The ABA was formed in 2012 following the Health and Safety Executive’s review of L117 (Rider-operated lift trucks. Operator training and safe use. Approved Code of Practice and Guidance).
During consultation, it was decided that the HSE would no longer manage the accreditation scheme. Instead, the scheme’s management would be handed back to the accrediting bodies, with the HSE taking an advisory role.
To meet the needs of the new situation, the ABA was formed. Its code of practice’s requirements included the establishment of a national operator training register.
"When you are looking for training, look for the ABA logo,” advises Andy Cartwright. "It’s a sign that your training will meet the high standards required.”
The National Operator Registration Scheme (NORS) from RTITB is another scheme operating under the ABA's tightened requirements. RTITB has been meeting this standard for over 10 years. NORS helps employers to avoid hiring untrained/incorrectly trained MHE drivers using counterfeit certificates, helping to ensure high standards of safety in the workplace. The NORS system keeps detailed records of trained MHE operators so that employers can check whether a potential employee has the relevant training and is registered with a recognised body before hiring them.
"Employers cannot always be sure that an MHE certificate presented by a prospective employee or sub-contractor is genuine, but access to the NORS database simplifies and strengthens the audit trail, giving employers and operators confidence, with traceable proof," says operations director of RTITB, Laura Nelson.
"Each year, NORS rejects over 1700 MHE operator applications due to incomplete or insufficient training.”
The NORS database registers every RTITB trained operator for three years, after which the registration will end and refresher training must be completed to remain on the register of professional operators.
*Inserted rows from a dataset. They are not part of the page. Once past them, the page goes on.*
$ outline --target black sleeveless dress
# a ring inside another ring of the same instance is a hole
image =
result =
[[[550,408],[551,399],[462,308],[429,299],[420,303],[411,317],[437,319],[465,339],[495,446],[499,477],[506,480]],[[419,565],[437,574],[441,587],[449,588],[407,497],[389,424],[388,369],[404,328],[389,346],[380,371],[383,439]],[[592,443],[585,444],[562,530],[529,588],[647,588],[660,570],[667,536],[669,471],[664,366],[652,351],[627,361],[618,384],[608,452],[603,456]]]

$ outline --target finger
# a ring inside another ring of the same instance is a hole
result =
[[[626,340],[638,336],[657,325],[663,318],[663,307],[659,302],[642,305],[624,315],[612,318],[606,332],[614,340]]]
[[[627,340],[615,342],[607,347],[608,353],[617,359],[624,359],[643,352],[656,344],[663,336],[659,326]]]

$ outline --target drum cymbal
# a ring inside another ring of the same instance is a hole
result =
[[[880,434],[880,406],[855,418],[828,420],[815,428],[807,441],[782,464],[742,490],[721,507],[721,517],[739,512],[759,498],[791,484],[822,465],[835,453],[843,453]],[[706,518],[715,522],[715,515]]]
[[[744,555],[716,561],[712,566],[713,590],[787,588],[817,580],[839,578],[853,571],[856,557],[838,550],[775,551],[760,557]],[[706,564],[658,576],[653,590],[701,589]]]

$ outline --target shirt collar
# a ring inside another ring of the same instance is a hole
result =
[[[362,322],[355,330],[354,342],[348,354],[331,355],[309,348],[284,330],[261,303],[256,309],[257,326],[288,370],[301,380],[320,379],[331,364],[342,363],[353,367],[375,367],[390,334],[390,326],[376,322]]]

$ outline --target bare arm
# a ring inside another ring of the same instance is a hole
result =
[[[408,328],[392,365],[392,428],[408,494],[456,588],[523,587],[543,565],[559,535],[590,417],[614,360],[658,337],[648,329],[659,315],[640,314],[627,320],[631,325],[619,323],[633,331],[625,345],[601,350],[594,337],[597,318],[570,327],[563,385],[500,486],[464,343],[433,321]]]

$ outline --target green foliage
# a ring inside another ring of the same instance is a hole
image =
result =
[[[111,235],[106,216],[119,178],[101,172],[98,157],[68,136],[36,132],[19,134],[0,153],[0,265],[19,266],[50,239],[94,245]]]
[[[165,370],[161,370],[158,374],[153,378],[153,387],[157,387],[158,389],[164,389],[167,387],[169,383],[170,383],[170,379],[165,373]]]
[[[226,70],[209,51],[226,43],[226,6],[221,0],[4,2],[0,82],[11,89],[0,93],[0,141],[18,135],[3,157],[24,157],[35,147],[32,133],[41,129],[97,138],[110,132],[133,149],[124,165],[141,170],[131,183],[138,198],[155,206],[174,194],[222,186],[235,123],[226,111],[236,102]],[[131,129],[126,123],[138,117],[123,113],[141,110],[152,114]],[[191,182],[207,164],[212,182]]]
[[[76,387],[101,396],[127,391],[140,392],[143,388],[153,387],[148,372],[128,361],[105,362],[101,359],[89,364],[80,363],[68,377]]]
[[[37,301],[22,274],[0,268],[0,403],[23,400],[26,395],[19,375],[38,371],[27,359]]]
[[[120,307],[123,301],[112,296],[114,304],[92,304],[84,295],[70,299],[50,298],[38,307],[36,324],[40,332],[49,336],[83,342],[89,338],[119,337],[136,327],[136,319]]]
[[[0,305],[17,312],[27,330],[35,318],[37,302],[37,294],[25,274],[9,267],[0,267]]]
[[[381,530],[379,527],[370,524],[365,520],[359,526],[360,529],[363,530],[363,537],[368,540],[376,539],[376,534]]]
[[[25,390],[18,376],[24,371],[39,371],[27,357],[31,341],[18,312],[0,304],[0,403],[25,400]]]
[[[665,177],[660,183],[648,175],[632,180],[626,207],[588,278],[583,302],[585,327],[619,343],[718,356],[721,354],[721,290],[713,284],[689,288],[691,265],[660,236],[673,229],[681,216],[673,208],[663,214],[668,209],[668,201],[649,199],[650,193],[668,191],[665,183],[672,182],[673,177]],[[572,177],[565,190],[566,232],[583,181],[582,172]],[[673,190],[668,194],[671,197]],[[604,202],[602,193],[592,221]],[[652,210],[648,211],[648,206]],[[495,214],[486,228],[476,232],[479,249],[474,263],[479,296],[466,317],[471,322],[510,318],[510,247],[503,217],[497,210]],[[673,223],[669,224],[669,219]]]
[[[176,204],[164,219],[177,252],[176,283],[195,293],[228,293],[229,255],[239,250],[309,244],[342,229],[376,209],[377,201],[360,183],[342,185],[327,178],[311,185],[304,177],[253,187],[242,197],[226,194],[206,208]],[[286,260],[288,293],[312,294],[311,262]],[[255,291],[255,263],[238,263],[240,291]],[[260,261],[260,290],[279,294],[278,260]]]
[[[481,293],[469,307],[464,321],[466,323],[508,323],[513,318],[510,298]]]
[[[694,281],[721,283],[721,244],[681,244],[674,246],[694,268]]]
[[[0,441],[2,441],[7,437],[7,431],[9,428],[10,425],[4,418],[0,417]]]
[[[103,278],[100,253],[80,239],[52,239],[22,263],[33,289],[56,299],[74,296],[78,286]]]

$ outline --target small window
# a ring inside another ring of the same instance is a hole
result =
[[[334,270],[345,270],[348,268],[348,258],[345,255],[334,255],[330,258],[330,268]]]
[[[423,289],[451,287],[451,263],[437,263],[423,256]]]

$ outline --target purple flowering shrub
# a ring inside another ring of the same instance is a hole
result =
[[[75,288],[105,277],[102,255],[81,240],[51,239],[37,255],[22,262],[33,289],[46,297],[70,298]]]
This ensures that an operator still remembers all the relevant skills needed to operate the equipment in question. Six months before expiry, the operator is automatically sent a notification advising them to arrange refresher training.
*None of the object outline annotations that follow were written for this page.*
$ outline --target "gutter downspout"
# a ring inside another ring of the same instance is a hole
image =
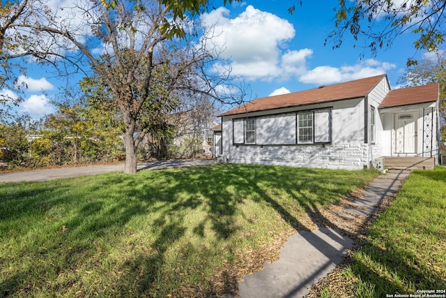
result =
[[[369,144],[369,157],[367,167],[371,164],[371,144],[369,142],[369,95],[364,96],[364,144]]]

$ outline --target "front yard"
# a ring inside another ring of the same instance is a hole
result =
[[[219,164],[0,184],[0,296],[235,295],[377,174]]]
[[[412,172],[347,262],[313,292],[341,296],[446,297],[446,167]]]

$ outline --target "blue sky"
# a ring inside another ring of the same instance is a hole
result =
[[[391,48],[378,50],[376,56],[362,46],[362,40],[353,48],[349,35],[333,50],[333,43],[324,46],[324,42],[334,29],[337,0],[303,0],[302,6],[295,1],[296,10],[290,15],[287,8],[294,2],[247,0],[223,7],[222,0],[215,0],[215,9],[201,16],[207,27],[213,26],[215,42],[225,48],[222,54],[230,59],[232,75],[250,87],[246,100],[382,73],[387,74],[392,89],[397,87],[407,59],[415,54],[413,34],[401,35]],[[50,7],[61,3],[49,1]],[[36,118],[53,112],[49,100],[66,78],[32,64],[28,68],[26,76],[20,78],[29,89],[18,110]]]

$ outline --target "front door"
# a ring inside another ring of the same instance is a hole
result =
[[[417,153],[416,112],[395,114],[395,153]]]
[[[217,157],[219,155],[222,154],[222,149],[223,149],[222,145],[222,133],[214,133],[213,157]]]

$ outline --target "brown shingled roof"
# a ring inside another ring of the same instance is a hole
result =
[[[380,75],[298,92],[256,98],[220,116],[363,97],[384,77],[385,75]]]
[[[438,84],[392,90],[379,105],[380,108],[430,103],[438,99]]]
[[[214,131],[220,131],[222,130],[222,124],[217,124],[215,126],[210,128],[210,130]]]

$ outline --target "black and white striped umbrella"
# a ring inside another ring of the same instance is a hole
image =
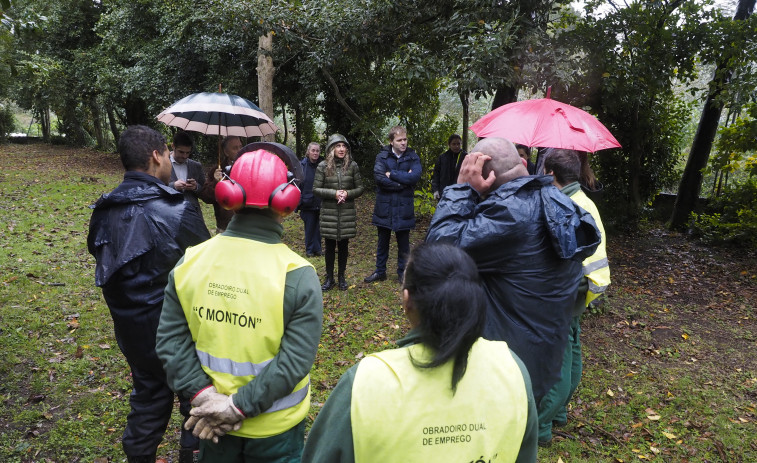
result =
[[[205,135],[262,137],[279,128],[250,100],[228,93],[194,93],[158,114],[158,120]]]

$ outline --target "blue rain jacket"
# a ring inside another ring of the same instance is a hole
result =
[[[421,158],[412,148],[397,159],[390,145],[376,155],[373,178],[376,204],[371,223],[392,231],[415,228],[415,184],[421,179]],[[386,173],[390,172],[389,177]]]
[[[95,284],[121,350],[127,358],[146,355],[154,350],[168,273],[187,247],[210,238],[208,229],[182,193],[142,172],[126,172],[91,207],[87,247],[97,261]]]
[[[476,261],[489,301],[484,337],[523,360],[538,403],[560,377],[581,262],[600,242],[594,219],[549,175],[517,178],[483,200],[458,184],[444,190],[426,241]]]

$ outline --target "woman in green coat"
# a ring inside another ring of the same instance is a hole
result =
[[[339,289],[347,289],[344,270],[350,238],[357,234],[355,199],[363,194],[363,180],[357,163],[350,157],[350,144],[344,136],[335,133],[326,144],[326,162],[318,165],[313,182],[313,193],[323,199],[321,203],[321,236],[326,243],[326,281],[321,289],[334,286],[334,253],[339,252]]]

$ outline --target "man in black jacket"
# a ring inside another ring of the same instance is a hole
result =
[[[363,281],[386,280],[386,261],[392,232],[397,237],[397,278],[402,283],[405,263],[410,254],[410,230],[415,228],[415,184],[421,179],[421,158],[407,146],[407,129],[399,125],[389,130],[384,146],[373,165],[376,204],[371,223],[376,226],[376,270]]]
[[[302,159],[302,170],[305,178],[302,181],[302,197],[300,205],[300,218],[305,223],[305,255],[307,257],[320,256],[321,252],[321,198],[313,194],[313,180],[318,164],[323,161],[321,157],[321,145],[311,142],[308,152]]]
[[[457,183],[457,175],[460,173],[460,166],[468,154],[463,151],[463,139],[460,135],[454,133],[447,140],[449,149],[442,153],[434,164],[434,175],[431,177],[431,191],[434,193],[434,199],[439,201],[442,192],[449,185]]]
[[[167,186],[171,158],[160,133],[129,127],[118,152],[124,180],[92,206],[87,247],[97,261],[95,284],[102,288],[118,347],[131,368],[124,453],[130,463],[154,463],[174,402],[155,353],[163,291],[184,250],[210,235],[199,212]],[[188,416],[190,398],[179,399]],[[180,461],[191,462],[197,439],[182,432],[181,446]]]
[[[486,138],[472,151],[426,241],[473,257],[489,299],[484,337],[507,341],[523,360],[538,406],[560,378],[581,262],[597,249],[599,230],[551,175],[529,176],[509,141]]]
"All employers and recruitment agencies have a duty to stamp out the use of counterfeit certificates and illegal drivers operating heavy duty equipment in the workplace," Laura Nelson states. "This puts staff and businesses at risk.”
Each year, NORS rejects over 1700 MHE operator applications due to incomplete or insufficient training. "If NORS did not exist, there would be 1,700 untrained and unsafe drivers in the workplace, potentially causing dangerous incidents and causing harm to themselves, others and the businesses that unknowingly employed unqualified operators,” Laura Nelson adds.